By James Gee, The Huffington Post
There is a lot of talk today about “digital natives” and “digital brains.” Some people use the phrase “digital literacy” for skills with digital tools. The word may be more appropriate than many people know.
Traditional literacy (reading and writing) has and still does come in two grades. One grade leads to working class jobs, once a good thing when there were unions and benefits, but now not such a good thing when it means low pay and no benefits, usually in service work. The other grade leads to more meaningful work and more financial success. What distinguishes these grades of literacy? The premium grade involves mastery of so-called “academic language,” the forms of language used in research, empirical reasoning and logical argumentation. Now, I am well aware that nearly everyone hates “academic language” (things like “Hornworms exhibit a significant amount of variation,” rather than “Hornworms sure vary a lot in how well they grow”), but when they are in good jobs, they are there because they got through their high school chemistry book and argued and debated their way out of a good college.
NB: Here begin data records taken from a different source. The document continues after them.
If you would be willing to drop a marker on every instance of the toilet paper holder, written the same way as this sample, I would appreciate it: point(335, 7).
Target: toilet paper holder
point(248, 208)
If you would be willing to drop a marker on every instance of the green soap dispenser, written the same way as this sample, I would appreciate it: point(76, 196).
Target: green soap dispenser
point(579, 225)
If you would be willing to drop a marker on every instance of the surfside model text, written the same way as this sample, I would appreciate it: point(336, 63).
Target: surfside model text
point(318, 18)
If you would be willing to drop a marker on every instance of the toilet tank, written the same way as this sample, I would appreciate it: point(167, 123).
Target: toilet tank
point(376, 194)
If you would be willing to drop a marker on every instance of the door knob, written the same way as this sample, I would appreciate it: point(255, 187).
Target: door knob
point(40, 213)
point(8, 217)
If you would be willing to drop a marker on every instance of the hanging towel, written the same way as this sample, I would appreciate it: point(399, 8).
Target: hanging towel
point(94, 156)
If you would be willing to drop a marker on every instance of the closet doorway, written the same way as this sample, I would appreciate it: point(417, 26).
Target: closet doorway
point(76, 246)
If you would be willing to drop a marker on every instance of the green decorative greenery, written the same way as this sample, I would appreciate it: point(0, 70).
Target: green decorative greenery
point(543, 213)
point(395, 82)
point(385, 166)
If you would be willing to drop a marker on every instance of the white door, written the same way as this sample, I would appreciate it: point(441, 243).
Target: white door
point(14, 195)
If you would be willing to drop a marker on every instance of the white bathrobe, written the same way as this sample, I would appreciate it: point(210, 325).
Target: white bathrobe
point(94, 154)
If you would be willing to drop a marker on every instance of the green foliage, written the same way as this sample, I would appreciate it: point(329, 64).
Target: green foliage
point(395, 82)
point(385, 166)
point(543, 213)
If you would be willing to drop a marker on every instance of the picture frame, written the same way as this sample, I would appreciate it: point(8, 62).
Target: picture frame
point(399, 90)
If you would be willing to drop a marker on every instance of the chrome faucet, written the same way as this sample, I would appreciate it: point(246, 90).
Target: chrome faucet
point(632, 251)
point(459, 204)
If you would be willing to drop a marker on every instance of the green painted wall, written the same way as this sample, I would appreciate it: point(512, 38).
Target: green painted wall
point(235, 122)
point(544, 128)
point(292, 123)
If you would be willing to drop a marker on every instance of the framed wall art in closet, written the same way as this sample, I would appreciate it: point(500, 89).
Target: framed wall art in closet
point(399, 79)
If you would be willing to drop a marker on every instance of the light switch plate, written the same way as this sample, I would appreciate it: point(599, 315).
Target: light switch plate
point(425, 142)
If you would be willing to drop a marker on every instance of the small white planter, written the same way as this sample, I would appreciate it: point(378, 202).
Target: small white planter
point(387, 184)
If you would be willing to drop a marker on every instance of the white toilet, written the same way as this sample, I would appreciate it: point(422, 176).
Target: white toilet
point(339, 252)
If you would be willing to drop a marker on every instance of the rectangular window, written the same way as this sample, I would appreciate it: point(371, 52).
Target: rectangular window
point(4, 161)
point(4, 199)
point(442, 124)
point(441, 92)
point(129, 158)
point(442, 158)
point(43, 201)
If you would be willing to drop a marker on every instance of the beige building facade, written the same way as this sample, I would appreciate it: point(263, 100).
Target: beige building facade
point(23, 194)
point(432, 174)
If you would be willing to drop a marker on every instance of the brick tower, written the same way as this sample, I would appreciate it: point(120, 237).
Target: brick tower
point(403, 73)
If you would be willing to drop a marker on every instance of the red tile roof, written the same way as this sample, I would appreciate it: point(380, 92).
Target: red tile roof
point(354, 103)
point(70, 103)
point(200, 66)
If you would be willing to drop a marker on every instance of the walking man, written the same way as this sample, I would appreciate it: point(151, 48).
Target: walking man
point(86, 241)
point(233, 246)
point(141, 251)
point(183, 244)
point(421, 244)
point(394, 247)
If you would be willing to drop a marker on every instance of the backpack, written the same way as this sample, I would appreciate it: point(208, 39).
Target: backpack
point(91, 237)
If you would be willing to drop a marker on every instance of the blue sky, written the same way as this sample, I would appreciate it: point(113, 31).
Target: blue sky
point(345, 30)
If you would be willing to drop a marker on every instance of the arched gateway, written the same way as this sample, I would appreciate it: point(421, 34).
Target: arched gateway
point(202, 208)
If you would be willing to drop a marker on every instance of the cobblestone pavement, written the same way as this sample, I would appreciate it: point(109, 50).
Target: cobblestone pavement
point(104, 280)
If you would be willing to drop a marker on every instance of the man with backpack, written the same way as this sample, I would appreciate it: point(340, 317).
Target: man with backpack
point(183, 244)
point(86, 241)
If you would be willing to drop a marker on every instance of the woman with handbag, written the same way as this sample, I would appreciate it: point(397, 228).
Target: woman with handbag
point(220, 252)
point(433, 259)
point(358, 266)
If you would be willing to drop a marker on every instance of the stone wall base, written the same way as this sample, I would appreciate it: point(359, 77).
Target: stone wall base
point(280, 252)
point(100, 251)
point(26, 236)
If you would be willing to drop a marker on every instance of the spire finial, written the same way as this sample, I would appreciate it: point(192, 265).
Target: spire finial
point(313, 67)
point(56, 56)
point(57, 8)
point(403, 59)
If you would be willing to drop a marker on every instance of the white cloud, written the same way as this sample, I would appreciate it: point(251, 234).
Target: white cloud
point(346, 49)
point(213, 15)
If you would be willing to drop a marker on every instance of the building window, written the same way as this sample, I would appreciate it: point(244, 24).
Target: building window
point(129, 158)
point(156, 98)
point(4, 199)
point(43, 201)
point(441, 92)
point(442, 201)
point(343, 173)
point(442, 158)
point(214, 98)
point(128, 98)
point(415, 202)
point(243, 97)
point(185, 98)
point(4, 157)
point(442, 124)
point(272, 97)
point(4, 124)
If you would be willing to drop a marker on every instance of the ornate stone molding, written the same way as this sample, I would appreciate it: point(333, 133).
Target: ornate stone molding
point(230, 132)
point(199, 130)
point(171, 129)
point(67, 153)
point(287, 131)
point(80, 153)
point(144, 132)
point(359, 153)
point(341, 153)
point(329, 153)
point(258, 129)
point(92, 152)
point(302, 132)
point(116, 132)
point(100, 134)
Does digital literacy come in two grades, as well? Are there ways with digital media (as there are ways with words) that lead to quite different results, despite the fact that everyone is participating and using digital media? I believe there are. Further, I believe that the premium grade involves mastery of “specialist/technical language,” the forms of language used in specialist communities devoted to technological skills and reasoning. Such language is linguistically fully akin to “academic language”; indeed, it’s a variety of it. Two kids may participate in playing World of Warcraft, but the one who can read and write such things as the following has the premium grade digital literacy: “Mitigation from armor class is the only non-linearly scaling stat (that is, each percent of mitigation granted by Armor Class requires more than the point before it),” which is a sentence from a “theory crafting” site, where World of Warcraft players analyze the underlying statistics and rules of the game.